Presentation and Status in Health Basket
1 X 10 mcg/vial
1 X 20 mcg/vial
This product is administered by direct intracavernosal injection. A ½-inch, 27- to 30-gauge needle is generally recommended. The dose should be individualized for each patient by careful titration under supervision by the physician. In clinical studies, patients were treated in doses ranging from 0.2 to 20 micrograms; however, since 99% of patients received doses of 20 micrograms or less, doses of greater than 20 micrograms are not recommended. In general, the lowest possible effective dose should always be employed. For full details see prescribing information.
Erectile dysfunction, adjunctive to diagnosis of erectile dysfunction.

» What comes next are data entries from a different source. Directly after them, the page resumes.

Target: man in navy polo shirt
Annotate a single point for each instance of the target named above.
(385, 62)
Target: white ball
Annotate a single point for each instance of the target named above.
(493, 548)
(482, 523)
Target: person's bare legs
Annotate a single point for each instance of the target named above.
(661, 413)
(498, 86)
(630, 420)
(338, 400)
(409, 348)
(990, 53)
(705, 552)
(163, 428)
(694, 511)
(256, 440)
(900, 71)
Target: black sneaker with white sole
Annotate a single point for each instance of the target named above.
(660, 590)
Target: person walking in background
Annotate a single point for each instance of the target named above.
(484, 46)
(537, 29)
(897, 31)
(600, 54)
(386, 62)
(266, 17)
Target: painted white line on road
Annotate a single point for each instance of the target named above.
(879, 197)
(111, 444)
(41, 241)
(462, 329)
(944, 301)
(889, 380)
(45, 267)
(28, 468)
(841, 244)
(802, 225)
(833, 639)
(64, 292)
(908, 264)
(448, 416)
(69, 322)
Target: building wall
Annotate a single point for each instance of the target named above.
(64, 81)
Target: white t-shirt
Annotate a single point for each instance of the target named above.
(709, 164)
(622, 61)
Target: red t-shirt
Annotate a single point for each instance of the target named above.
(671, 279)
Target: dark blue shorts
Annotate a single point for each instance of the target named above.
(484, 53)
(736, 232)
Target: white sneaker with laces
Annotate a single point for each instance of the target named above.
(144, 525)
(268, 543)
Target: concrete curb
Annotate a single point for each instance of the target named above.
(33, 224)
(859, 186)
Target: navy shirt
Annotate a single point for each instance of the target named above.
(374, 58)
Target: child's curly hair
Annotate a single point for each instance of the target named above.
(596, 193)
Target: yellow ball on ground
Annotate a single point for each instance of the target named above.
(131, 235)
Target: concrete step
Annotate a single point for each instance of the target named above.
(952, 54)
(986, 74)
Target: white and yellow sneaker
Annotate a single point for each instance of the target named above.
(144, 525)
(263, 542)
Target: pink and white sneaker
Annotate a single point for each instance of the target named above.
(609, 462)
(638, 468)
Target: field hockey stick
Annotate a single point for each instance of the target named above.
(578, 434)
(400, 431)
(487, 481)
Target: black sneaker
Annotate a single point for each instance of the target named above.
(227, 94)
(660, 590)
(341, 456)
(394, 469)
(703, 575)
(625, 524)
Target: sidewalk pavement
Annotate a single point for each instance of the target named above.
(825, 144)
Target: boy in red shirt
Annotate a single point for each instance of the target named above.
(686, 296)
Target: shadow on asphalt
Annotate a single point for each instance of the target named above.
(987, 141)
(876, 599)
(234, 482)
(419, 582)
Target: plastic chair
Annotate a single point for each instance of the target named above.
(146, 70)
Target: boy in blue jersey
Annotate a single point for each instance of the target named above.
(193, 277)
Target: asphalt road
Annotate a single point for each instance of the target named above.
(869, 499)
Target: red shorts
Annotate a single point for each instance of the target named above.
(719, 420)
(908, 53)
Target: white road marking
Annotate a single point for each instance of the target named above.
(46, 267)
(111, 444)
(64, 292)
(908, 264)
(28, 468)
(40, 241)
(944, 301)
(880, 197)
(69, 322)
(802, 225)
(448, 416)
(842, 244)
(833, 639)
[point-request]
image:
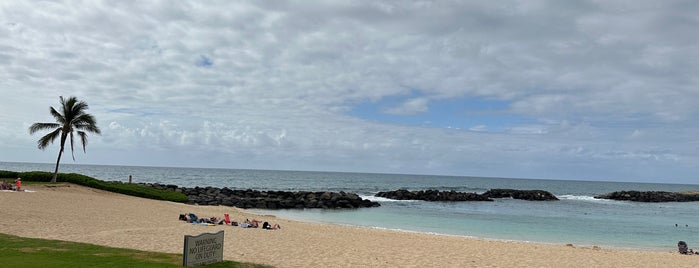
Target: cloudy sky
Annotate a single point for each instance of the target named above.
(591, 90)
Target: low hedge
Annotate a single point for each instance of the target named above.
(118, 187)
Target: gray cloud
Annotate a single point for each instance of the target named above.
(266, 84)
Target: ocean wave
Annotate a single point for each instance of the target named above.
(383, 199)
(581, 198)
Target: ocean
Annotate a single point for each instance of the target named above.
(577, 218)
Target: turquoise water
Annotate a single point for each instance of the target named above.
(577, 218)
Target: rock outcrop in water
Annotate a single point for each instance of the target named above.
(650, 196)
(531, 195)
(213, 196)
(435, 195)
(432, 195)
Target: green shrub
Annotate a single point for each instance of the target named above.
(6, 174)
(127, 189)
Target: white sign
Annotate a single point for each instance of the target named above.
(203, 249)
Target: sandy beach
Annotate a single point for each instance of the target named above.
(80, 214)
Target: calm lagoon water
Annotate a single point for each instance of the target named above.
(577, 218)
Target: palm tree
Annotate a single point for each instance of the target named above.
(72, 117)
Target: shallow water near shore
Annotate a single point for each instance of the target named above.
(577, 218)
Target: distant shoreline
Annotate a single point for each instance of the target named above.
(124, 221)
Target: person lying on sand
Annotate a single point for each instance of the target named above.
(268, 226)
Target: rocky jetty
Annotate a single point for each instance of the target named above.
(213, 196)
(432, 195)
(650, 196)
(435, 195)
(531, 195)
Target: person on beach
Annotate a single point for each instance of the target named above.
(268, 226)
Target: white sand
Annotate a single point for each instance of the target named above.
(81, 214)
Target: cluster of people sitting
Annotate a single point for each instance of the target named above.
(7, 186)
(683, 248)
(192, 218)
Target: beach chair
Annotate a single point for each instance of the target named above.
(682, 247)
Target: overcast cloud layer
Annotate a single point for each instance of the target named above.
(594, 90)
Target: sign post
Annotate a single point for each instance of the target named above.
(203, 249)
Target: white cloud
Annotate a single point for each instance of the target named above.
(252, 84)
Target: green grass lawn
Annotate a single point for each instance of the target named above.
(30, 252)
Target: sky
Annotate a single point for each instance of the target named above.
(574, 90)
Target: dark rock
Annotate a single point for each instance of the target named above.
(530, 195)
(267, 199)
(649, 196)
(432, 195)
(435, 195)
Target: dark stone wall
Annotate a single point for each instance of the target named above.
(649, 196)
(267, 199)
(435, 195)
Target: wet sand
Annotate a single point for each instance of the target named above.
(81, 214)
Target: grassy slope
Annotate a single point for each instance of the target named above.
(31, 252)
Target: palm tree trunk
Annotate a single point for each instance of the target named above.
(55, 173)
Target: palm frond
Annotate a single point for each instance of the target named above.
(48, 138)
(42, 126)
(57, 116)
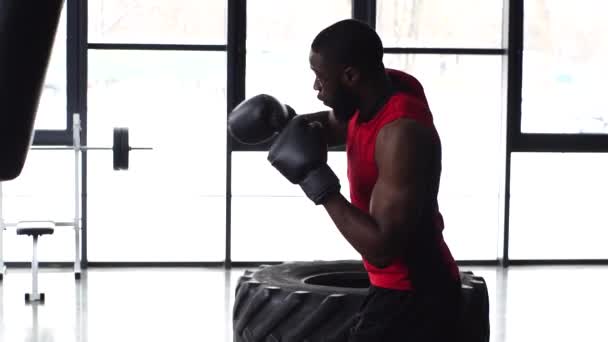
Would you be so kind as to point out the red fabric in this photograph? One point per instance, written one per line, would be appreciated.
(408, 102)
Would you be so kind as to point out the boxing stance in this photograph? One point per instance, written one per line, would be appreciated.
(394, 167)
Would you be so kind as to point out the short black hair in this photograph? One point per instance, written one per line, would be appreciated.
(353, 43)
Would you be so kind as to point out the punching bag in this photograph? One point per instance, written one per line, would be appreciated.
(27, 34)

This product should not be used in patients who have a known hypersensitivity to the drug or to other prostaglandins, or in patients who have conditions that might predispose them to priapism, such as sickle cell anemia or trait, multiple myeloma, or leukemia, or in patients with anatomical deformation of the penis, such as angulation, cavernosal fibrosis, or Peyronie’s disease. Patients with penile implants should not be treated with this product. This product should not be used in women or children and is not for use in newborns. This product should not be used in men for whom sexual activity is inadvisable or contraindicated.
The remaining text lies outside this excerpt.